なお、譚氏は長年にわたるカンキツの生産振興の功績により、中国の最高行政機関である「国務院」から終生の生活手当を受けている。

中国の「愛媛38号」が別物である可能性はほぼゼロ

「中国で別のカンキツに愛媛38号の名前を勝手につけて、流通している可能性もあるとは思います……」

先ほどの取材で、愛媛県の農業担当者は、そうであってほしいと祈るような口調でこう付け加えていた。同県にとって、育成したカンキツの種苗が中国に無断で流出することは、脅威である。すでに述べたように、安価な中国産の「愛媛38号」が輸出されて人気を博せば、同県産のカンキツの輸出機会を損ないかねない。だから、信じたくない気持ちは分からなくはない。

とはいえ、別物である可能性は限りなくゼロである。そう言い切る理由は二つある。

一つ目は、もし別物であれば、愛媛県のごく一部の関係者以外は誰も知らない「愛媛38号」と名付ける意味がないからである。ブランドとして価値がない系統名を付けて、普及することに積極的な理由は見出せない。

二つ目は、普及した譚氏が愛媛から持ち帰ったと認めているのだ。これは、なによりも確かな証拠である。

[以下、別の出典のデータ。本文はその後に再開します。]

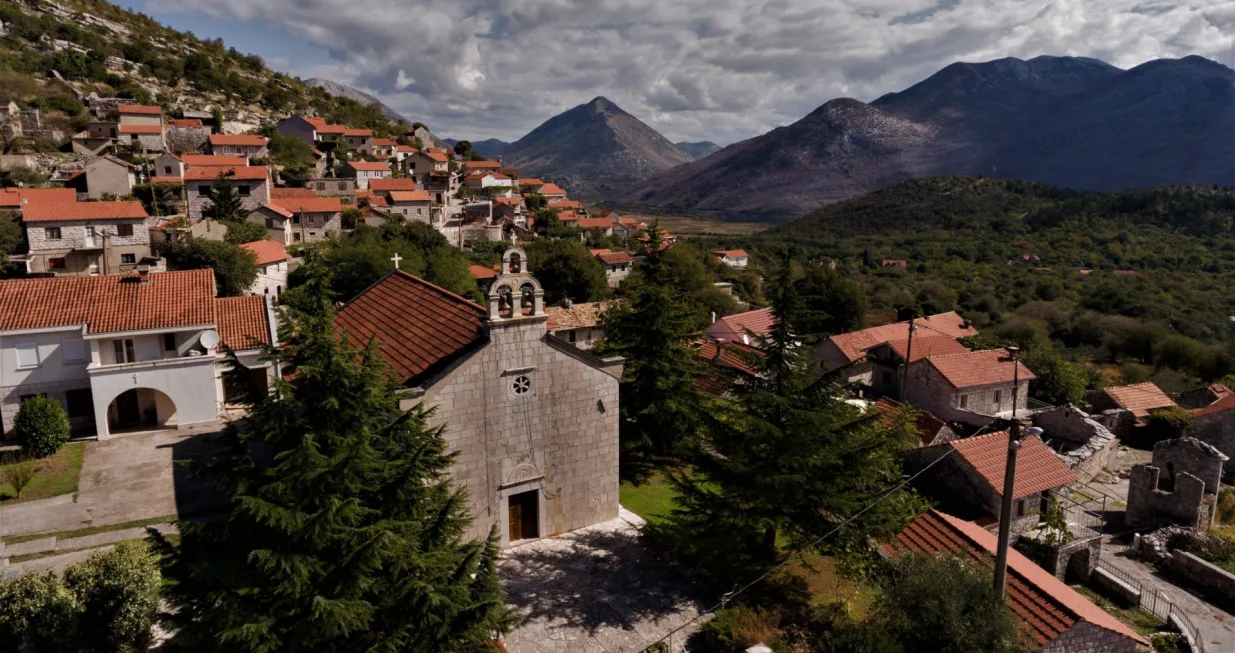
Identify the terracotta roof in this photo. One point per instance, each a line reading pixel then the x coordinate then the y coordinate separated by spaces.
pixel 394 183
pixel 1042 603
pixel 245 173
pixel 410 195
pixel 578 316
pixel 309 205
pixel 481 272
pixel 83 210
pixel 138 110
pixel 613 258
pixel 369 166
pixel 237 140
pixel 219 161
pixel 421 327
pixel 283 193
pixel 1140 398
pixel 14 196
pixel 925 347
pixel 855 343
pixel 1038 468
pixel 140 128
pixel 109 303
pixel 243 320
pixel 267 252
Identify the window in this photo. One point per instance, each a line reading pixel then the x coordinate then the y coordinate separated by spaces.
pixel 73 351
pixel 27 354
pixel 124 349
pixel 80 403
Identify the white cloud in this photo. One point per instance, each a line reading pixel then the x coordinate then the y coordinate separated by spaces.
pixel 698 69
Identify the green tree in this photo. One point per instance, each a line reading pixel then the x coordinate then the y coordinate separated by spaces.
pixel 235 267
pixel 343 530
pixel 41 426
pixel 245 232
pixel 567 270
pixel 225 203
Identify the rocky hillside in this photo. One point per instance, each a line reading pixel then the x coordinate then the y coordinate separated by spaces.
pixel 1072 122
pixel 594 151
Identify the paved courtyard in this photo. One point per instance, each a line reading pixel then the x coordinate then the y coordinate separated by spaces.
pixel 597 590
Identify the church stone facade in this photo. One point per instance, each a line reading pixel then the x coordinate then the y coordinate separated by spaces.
pixel 534 419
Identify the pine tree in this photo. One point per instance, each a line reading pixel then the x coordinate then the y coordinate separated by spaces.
pixel 653 331
pixel 342 530
pixel 788 459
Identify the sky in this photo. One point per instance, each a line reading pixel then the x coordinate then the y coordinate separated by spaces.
pixel 716 70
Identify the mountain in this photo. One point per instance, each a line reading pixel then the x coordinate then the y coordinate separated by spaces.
pixel 489 147
pixel 1067 121
pixel 593 151
pixel 699 149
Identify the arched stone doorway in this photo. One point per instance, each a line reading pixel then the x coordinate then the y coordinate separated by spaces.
pixel 141 409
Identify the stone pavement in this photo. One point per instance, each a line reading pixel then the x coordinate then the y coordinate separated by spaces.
pixel 597 590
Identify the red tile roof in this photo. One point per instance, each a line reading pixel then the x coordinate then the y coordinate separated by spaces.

おそらく、愛媛県の農業担当者も、それは十分に承知なのだ。それでも認めたくない胸の内を推察するに、無断流出という本来あってはならない現実が起きていれば、責任問題に発展しかねないし、場合によっては身内の関与まで疑う事態になりかねないからではないか。行政職員のOBが海外の産地から営農指導のコンサルタントとして招かれ、ついでに自県の種苗を無断で持ち出したという噂は、ときどき流れてくる。